Ah, sí, I grow this café myself, here on “Tierra Mia,” under those spreading banana trees down south there.

I’ve rented that pasture to the east, below those sexy montañas, to grow corn, provide work projects and food for my older hijos, keep them out of tabaco. The don in me deeply covets it. It looks great from mi ventana, full of well-fed maís. I can watch it grow a half a foot daily in the rainy season, without leaving mi oficina. The owner, here pouring, mi amiga La Doña, won’t sell--Naughty Señora!--though I’ve asked many times: it was her dear don Gumercindo’s favorite piece of land.

Somehow, though, the way mi loca vida twists and turns, I intuit I’ll own it, someday, with the help of the Arcángel.
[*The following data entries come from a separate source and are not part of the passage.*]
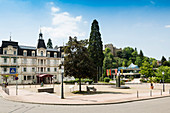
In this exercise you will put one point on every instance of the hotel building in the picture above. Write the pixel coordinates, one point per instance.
(33, 64)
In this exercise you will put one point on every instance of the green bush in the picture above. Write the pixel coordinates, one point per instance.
(77, 80)
(106, 79)
(167, 80)
(70, 82)
(143, 80)
(101, 79)
(88, 80)
(122, 82)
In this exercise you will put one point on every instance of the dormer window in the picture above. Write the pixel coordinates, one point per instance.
(55, 55)
(15, 52)
(25, 53)
(33, 53)
(48, 54)
(41, 53)
(5, 52)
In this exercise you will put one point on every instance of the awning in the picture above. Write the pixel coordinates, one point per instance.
(45, 75)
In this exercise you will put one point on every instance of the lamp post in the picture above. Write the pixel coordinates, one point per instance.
(62, 89)
(163, 82)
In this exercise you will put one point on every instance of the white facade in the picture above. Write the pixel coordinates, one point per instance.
(31, 63)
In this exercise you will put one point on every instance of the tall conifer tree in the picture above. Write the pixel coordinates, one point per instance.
(49, 44)
(95, 47)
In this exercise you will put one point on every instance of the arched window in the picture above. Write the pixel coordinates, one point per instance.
(41, 53)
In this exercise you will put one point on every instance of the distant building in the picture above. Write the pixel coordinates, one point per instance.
(33, 64)
(113, 49)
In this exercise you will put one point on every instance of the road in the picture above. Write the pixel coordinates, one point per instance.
(148, 106)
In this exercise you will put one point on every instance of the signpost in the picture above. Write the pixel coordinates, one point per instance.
(14, 71)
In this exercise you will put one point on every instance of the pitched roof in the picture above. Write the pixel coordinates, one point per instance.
(41, 44)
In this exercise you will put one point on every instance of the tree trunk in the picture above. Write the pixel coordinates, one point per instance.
(79, 84)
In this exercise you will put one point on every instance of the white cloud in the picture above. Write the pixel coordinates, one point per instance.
(64, 25)
(55, 9)
(167, 26)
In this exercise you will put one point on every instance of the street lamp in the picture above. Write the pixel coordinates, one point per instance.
(163, 82)
(62, 89)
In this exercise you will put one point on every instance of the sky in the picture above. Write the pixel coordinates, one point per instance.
(144, 24)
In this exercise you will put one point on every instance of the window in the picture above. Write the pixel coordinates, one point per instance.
(5, 52)
(55, 55)
(15, 60)
(25, 69)
(25, 60)
(25, 78)
(41, 53)
(48, 69)
(48, 61)
(14, 52)
(55, 69)
(33, 69)
(5, 69)
(33, 61)
(5, 60)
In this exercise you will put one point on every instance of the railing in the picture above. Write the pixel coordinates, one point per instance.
(6, 90)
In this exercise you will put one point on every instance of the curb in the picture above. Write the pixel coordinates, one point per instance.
(91, 104)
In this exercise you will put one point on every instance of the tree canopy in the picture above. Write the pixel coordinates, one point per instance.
(147, 69)
(77, 62)
(95, 47)
(49, 43)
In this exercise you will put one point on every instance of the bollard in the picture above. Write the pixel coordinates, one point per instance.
(151, 93)
(137, 94)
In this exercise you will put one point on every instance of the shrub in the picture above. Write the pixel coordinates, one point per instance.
(167, 80)
(106, 79)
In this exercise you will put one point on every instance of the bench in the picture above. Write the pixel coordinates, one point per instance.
(71, 87)
(91, 88)
(48, 90)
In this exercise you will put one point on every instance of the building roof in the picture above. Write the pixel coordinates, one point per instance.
(41, 44)
(7, 43)
(27, 47)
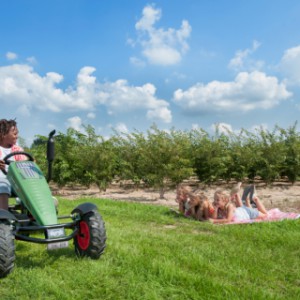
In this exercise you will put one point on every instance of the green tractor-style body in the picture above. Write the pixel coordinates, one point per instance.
(30, 185)
(35, 212)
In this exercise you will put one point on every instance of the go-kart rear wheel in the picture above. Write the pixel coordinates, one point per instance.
(7, 250)
(90, 240)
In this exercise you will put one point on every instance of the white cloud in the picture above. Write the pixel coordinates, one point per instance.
(247, 92)
(11, 56)
(122, 128)
(137, 62)
(31, 60)
(290, 65)
(23, 87)
(160, 46)
(223, 128)
(75, 123)
(91, 115)
(242, 62)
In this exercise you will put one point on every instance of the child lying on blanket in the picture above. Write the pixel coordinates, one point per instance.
(193, 205)
(236, 210)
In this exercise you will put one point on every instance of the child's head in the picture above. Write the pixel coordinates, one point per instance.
(8, 132)
(221, 199)
(181, 193)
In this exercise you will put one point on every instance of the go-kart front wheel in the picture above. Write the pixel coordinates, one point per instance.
(90, 240)
(7, 250)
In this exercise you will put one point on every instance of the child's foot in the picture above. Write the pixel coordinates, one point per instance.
(236, 189)
(247, 190)
(253, 196)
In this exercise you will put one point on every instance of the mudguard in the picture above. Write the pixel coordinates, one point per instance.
(84, 208)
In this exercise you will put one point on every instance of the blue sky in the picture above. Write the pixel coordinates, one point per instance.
(126, 65)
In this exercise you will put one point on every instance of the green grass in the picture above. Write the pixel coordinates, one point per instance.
(153, 254)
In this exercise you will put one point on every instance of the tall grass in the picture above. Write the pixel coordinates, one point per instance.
(153, 254)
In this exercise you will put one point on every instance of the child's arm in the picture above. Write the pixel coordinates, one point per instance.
(181, 207)
(229, 216)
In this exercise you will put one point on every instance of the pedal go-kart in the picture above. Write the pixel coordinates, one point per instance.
(35, 212)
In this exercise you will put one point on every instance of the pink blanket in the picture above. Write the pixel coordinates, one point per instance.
(274, 214)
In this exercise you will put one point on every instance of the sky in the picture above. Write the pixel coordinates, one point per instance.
(126, 65)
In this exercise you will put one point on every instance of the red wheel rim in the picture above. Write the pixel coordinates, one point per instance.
(83, 238)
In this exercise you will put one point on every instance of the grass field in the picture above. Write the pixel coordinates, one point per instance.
(153, 254)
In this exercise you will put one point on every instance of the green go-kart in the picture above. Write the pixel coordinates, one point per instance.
(34, 218)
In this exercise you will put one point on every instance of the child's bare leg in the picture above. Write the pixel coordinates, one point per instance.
(238, 200)
(205, 211)
(261, 208)
(247, 203)
(4, 201)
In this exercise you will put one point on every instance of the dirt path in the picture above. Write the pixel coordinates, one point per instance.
(284, 196)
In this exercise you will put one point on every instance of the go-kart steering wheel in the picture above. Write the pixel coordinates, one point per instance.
(7, 162)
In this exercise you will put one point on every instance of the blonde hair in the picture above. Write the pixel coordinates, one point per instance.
(221, 195)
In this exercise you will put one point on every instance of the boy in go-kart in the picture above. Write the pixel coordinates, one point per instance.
(8, 139)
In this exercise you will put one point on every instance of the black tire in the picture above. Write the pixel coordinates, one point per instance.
(7, 250)
(91, 238)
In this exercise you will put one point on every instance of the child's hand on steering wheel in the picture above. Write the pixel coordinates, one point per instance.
(2, 165)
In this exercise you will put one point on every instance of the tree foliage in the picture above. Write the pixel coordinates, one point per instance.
(159, 158)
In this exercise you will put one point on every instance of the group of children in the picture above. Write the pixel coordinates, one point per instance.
(225, 207)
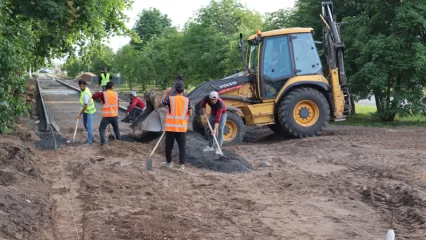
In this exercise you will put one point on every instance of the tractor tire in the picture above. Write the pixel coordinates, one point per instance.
(303, 112)
(233, 132)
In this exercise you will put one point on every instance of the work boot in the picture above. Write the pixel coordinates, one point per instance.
(167, 165)
(208, 149)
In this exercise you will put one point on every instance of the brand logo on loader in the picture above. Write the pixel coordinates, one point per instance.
(228, 84)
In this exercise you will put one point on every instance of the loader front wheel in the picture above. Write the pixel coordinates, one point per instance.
(303, 112)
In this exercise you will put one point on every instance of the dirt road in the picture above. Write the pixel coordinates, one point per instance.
(344, 184)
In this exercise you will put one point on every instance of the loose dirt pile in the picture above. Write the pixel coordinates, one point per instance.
(25, 207)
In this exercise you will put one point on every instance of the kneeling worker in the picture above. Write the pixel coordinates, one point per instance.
(176, 123)
(110, 103)
(135, 108)
(217, 118)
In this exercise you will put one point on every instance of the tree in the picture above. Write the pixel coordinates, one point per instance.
(134, 66)
(388, 56)
(102, 58)
(74, 66)
(277, 20)
(152, 23)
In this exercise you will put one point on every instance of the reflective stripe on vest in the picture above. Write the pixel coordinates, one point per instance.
(177, 118)
(105, 79)
(110, 106)
(90, 109)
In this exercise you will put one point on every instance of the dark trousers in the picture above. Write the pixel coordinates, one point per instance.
(104, 123)
(170, 141)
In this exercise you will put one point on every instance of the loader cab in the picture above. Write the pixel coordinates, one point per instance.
(277, 56)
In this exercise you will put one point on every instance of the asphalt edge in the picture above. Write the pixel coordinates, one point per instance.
(78, 90)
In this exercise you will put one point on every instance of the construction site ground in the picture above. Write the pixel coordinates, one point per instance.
(348, 183)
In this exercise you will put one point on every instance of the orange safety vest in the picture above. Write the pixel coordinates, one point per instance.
(110, 106)
(177, 118)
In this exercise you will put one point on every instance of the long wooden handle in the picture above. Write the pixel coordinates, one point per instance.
(214, 137)
(156, 145)
(75, 131)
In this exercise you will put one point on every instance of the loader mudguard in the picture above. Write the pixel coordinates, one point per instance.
(317, 82)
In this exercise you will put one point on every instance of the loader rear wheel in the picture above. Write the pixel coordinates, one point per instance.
(303, 112)
(233, 132)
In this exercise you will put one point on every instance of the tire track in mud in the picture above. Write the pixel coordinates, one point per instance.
(383, 171)
(63, 217)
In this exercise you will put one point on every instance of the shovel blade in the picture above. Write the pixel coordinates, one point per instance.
(149, 164)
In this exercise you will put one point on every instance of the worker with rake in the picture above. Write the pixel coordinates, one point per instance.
(217, 117)
(176, 122)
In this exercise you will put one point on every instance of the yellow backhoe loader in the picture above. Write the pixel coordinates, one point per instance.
(283, 86)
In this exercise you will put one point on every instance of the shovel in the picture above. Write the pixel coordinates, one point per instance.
(75, 132)
(110, 135)
(149, 160)
(214, 136)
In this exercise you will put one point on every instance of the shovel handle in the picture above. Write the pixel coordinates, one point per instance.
(214, 137)
(75, 131)
(156, 145)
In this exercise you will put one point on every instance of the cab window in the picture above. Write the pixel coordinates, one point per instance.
(306, 57)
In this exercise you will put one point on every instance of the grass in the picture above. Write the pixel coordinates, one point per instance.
(365, 117)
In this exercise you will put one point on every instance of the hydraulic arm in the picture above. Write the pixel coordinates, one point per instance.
(334, 52)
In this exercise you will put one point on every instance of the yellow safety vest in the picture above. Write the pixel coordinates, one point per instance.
(105, 79)
(177, 118)
(91, 109)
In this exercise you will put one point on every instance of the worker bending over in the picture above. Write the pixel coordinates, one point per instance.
(217, 118)
(135, 108)
(176, 123)
(110, 105)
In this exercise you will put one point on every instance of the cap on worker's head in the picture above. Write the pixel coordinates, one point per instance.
(109, 85)
(82, 81)
(179, 77)
(213, 95)
(179, 87)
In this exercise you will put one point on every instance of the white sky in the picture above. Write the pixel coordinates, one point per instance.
(179, 11)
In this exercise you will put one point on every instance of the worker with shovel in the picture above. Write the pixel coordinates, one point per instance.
(217, 117)
(110, 103)
(176, 122)
(88, 110)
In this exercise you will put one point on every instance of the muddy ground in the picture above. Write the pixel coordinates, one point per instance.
(345, 184)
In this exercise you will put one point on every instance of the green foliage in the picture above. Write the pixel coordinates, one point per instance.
(134, 66)
(15, 42)
(152, 23)
(102, 58)
(388, 56)
(277, 20)
(73, 66)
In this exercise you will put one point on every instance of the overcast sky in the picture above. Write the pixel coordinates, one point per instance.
(179, 11)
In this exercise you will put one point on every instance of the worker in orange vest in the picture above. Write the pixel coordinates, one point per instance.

La Doña to Teote, Estebana Sanchez is 97, a good friend. She has, from me, a framed photocopy of the Arcángel in all his glory, on her sala wall. We dance sometimes, at fiestas, very, very slowly. I’m delicate, after all, un viejito. She’s a tough, wizened crone, in the best sense, es cierto. And, too, while I want her “memory-lane” mostly to keep it unobstructed along the track to the río Limon, as well for caballos and sweet corn, a few coco palms to bisect the view from palomas, I’m not really very greedy, for an aristocrat.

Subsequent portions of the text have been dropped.